Applying to become a B Corp was equally rigorous. “We checked ourselves against 200 different metrics,” says Wade. “Some areas we sailed through, in others we really had to lift our game. Even though it took three and a half years, it now means we can share that information with our staff to reinforce the culture and performance metrics of the company.”
While it might be known as a fun-loving adventure company, process and governance is the beating heart of Intrepid. “It’s all about data management, slicing and dicing customer feedback, monitoring group leaders in every place we go, on every transport form or combination,” says Wade, “Being close to customers is a positive and it goes to your whole governance overlay.”
And not just external governance. “Yes, we’re required to do governance as company directors, but really it’s risk management — from privacy issues through to natural disasters, insurance claims and recruitment. They all influence how you run your business, how you train your staff and how you’ll plan for looming contingencies,” he says. “We can also share all the reporting with our customers and industry partners, but it’s been incredibly useful in terms of setting ourselves up for a future without the two founders. In 10 years’ time, I hope the company is strong, vibrant and has a great sense of purpose in broader society. Not that I’m going anywhere anytime soon, but I do see myself eventually having more time to travel.”

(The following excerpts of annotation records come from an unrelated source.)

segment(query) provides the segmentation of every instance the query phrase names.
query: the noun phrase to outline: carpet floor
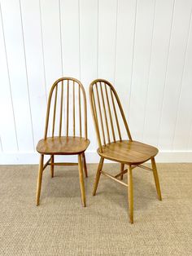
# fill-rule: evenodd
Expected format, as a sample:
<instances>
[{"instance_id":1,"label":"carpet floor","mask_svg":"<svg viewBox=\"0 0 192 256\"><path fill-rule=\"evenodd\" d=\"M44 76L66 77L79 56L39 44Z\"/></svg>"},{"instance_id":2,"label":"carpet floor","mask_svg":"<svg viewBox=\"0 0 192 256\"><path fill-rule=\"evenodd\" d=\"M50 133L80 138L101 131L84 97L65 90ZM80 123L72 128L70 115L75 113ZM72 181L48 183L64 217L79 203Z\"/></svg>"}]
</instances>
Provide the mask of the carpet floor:
<instances>
[{"instance_id":1,"label":"carpet floor","mask_svg":"<svg viewBox=\"0 0 192 256\"><path fill-rule=\"evenodd\" d=\"M47 168L37 207L37 166L0 166L0 255L192 255L191 164L157 165L162 201L152 173L134 169L134 224L125 187L103 175L92 196L96 165L81 207L76 167L57 166L54 179Z\"/></svg>"}]
</instances>

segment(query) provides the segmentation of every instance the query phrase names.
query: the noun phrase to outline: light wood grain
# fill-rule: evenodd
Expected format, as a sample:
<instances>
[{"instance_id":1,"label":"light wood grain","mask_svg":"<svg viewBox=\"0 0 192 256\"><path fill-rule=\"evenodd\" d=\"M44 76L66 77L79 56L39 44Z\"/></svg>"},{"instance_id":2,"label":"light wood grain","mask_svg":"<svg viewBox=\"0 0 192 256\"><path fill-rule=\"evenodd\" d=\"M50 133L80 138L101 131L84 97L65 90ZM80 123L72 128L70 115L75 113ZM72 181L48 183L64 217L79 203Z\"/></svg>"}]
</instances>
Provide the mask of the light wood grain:
<instances>
[{"instance_id":1,"label":"light wood grain","mask_svg":"<svg viewBox=\"0 0 192 256\"><path fill-rule=\"evenodd\" d=\"M70 86L72 86L72 95L70 99ZM78 88L78 99L79 106L76 103L76 87ZM66 93L64 93L66 90ZM76 90L77 91L77 90ZM60 93L60 96L58 95ZM64 99L66 95L67 99ZM82 95L82 99L81 99L81 95ZM55 97L54 97L55 95ZM51 100L54 97L53 106L53 120L52 120L52 136L48 137L49 126L51 127L50 115L51 113ZM57 109L57 101L60 99L60 105ZM65 104L66 102L66 109ZM72 113L70 113L70 104L72 104ZM82 122L81 122L81 106L84 108L84 136L82 136ZM80 136L76 136L76 109L79 107L79 121L80 121ZM59 114L57 115L57 110ZM63 114L66 113L66 124L63 125ZM59 119L59 131L56 135L56 119ZM70 118L72 121L70 122ZM72 124L70 128L70 124ZM66 134L63 135L63 126L66 125ZM72 130L72 136L70 136ZM89 144L89 140L87 139L87 107L86 107L86 96L85 89L80 81L72 77L62 77L58 79L52 86L47 104L46 118L46 129L44 133L44 139L41 139L37 145L37 151L41 154L41 161L39 164L39 172L37 187L37 205L39 205L39 198L41 186L42 171L47 166L50 166L51 177L54 177L54 166L76 166L76 163L59 163L55 162L55 155L78 155L78 166L79 166L79 175L81 183L81 192L83 205L85 206L85 192L83 181L83 169L85 170L85 176L87 177L87 168L85 151ZM50 158L43 166L44 155L50 155ZM82 166L83 161L83 166ZM83 166L83 167L82 167Z\"/></svg>"},{"instance_id":2,"label":"light wood grain","mask_svg":"<svg viewBox=\"0 0 192 256\"><path fill-rule=\"evenodd\" d=\"M104 86L105 96L103 94L103 87ZM98 89L100 88L100 97ZM98 108L97 108L96 102L94 99L94 91L96 88L97 92L97 99ZM111 91L111 105L110 106L110 100L108 95L108 90ZM106 101L105 101L106 99ZM89 86L89 99L90 105L92 110L92 115L94 117L94 126L96 130L96 135L98 143L98 153L101 157L100 162L98 165L98 171L96 174L96 179L94 185L94 192L93 195L94 196L96 193L96 190L98 188L98 181L100 179L101 174L103 175L113 179L119 183L128 187L128 203L129 203L129 220L131 223L133 223L133 170L136 167L141 167L142 169L146 169L151 170L151 168L142 166L141 164L147 161L148 160L151 160L152 164L152 170L154 174L154 179L155 182L155 186L157 189L158 197L161 200L161 192L160 192L160 186L156 170L156 165L155 161L155 157L158 153L158 149L153 146L145 144L143 143L140 143L138 141L134 141L132 139L131 134L128 126L127 121L125 119L125 116L123 111L123 108L121 106L120 99L117 95L117 93L112 85L104 80L104 79L96 79L93 81ZM104 122L103 122L103 114L100 106L100 102L103 103L103 116L105 120L105 129L103 128ZM107 104L107 108L105 107ZM126 139L122 139L120 126L119 125L117 112L116 109L116 105L119 108L119 112L120 113L120 117L123 120L124 128L127 131L127 138ZM107 109L108 113L107 113ZM114 115L112 115L112 112ZM98 117L100 117L100 124L98 121ZM109 120L107 120L109 118ZM116 139L115 130L114 130L114 123L116 124L117 127L117 137L119 136L120 140ZM111 135L110 135L109 126L111 125ZM100 130L102 132L100 133ZM106 143L107 139L105 139L104 130L107 130L107 143ZM100 135L103 135L103 141ZM104 159L111 160L116 162L120 163L120 173L117 174L115 176L103 171L103 165ZM128 165L129 168L124 170L124 165ZM117 178L120 177L120 179L123 179L124 174L128 173L128 184L125 184Z\"/></svg>"}]
</instances>

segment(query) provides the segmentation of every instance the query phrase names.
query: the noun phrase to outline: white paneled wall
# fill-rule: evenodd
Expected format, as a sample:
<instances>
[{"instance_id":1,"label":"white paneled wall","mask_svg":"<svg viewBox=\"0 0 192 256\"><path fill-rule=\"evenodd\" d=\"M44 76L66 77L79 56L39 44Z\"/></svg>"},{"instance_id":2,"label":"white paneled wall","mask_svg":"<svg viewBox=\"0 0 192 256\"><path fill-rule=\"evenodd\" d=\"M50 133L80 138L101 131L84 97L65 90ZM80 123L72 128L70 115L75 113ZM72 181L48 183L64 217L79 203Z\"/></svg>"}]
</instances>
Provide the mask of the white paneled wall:
<instances>
[{"instance_id":1,"label":"white paneled wall","mask_svg":"<svg viewBox=\"0 0 192 256\"><path fill-rule=\"evenodd\" d=\"M133 139L192 161L192 0L1 0L0 163L37 163L52 83L111 82ZM88 105L91 144L97 143Z\"/></svg>"}]
</instances>

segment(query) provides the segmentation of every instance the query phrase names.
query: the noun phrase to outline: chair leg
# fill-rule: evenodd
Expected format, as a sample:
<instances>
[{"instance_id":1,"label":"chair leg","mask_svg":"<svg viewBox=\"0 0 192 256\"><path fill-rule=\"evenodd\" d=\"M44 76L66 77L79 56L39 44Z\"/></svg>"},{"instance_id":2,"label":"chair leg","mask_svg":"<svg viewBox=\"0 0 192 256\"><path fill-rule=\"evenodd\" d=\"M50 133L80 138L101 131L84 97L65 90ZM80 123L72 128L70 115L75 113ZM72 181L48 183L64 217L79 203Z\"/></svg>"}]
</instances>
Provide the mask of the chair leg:
<instances>
[{"instance_id":1,"label":"chair leg","mask_svg":"<svg viewBox=\"0 0 192 256\"><path fill-rule=\"evenodd\" d=\"M50 158L50 164L54 164L54 155L51 156L51 158ZM50 166L50 175L51 175L51 178L54 178L54 166Z\"/></svg>"},{"instance_id":2,"label":"chair leg","mask_svg":"<svg viewBox=\"0 0 192 256\"><path fill-rule=\"evenodd\" d=\"M124 164L120 164L120 171L121 172L124 171ZM120 179L123 179L123 178L124 178L124 174L120 174Z\"/></svg>"},{"instance_id":3,"label":"chair leg","mask_svg":"<svg viewBox=\"0 0 192 256\"><path fill-rule=\"evenodd\" d=\"M81 193L82 205L84 207L85 207L86 206L85 192L85 186L84 186L82 158L81 158L81 154L78 155L78 166L79 166L80 188L81 188Z\"/></svg>"},{"instance_id":4,"label":"chair leg","mask_svg":"<svg viewBox=\"0 0 192 256\"><path fill-rule=\"evenodd\" d=\"M155 179L155 186L156 186L158 198L159 198L159 201L162 201L161 191L160 191L160 184L159 184L158 173L157 173L156 163L155 163L155 161L154 157L152 157L151 160L151 166L152 166L152 169L153 169L153 175L154 175L154 179Z\"/></svg>"},{"instance_id":5,"label":"chair leg","mask_svg":"<svg viewBox=\"0 0 192 256\"><path fill-rule=\"evenodd\" d=\"M99 178L100 178L100 175L101 175L101 170L102 170L102 168L103 168L103 161L104 161L104 158L101 157L99 164L98 164L98 170L97 170L97 174L96 174L95 181L94 181L93 196L95 196L95 194L96 194L96 191L97 191L97 188L98 188L98 183Z\"/></svg>"},{"instance_id":6,"label":"chair leg","mask_svg":"<svg viewBox=\"0 0 192 256\"><path fill-rule=\"evenodd\" d=\"M37 194L36 194L37 206L39 205L39 198L40 198L41 181L42 181L43 159L44 159L44 155L41 155L40 162L39 162L38 177L37 177Z\"/></svg>"},{"instance_id":7,"label":"chair leg","mask_svg":"<svg viewBox=\"0 0 192 256\"><path fill-rule=\"evenodd\" d=\"M85 175L87 178L88 177L87 165L86 165L86 159L85 159L85 152L82 153L82 159L83 159L83 169L84 169Z\"/></svg>"},{"instance_id":8,"label":"chair leg","mask_svg":"<svg viewBox=\"0 0 192 256\"><path fill-rule=\"evenodd\" d=\"M128 166L128 202L130 223L133 223L133 184L131 166Z\"/></svg>"}]
</instances>

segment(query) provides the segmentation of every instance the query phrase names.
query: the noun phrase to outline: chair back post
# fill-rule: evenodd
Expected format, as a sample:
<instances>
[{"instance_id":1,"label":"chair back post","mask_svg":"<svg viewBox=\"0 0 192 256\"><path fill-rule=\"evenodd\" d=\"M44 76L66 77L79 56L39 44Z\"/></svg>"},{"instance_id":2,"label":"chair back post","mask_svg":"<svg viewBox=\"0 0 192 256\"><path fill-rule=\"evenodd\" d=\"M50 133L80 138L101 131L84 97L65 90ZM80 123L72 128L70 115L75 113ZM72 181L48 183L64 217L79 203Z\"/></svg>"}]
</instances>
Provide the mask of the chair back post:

The thrill of the unknown remains a major driver of Wade’s desire to travel. “In the mid-1980s, I had six weeks in the Congo — or Zaire as it was then called,” he recalls, “It was an utterly wild and dangerous time. I was scared half the time, but it was the most extraordinary travel experience and changed the way I thought about the world. It’s one of the reasons I still love travelling to places like that. You meet people who are so different to home, who think differently and, good or bad, those experiences are a revelation. That’s what keeps me going.”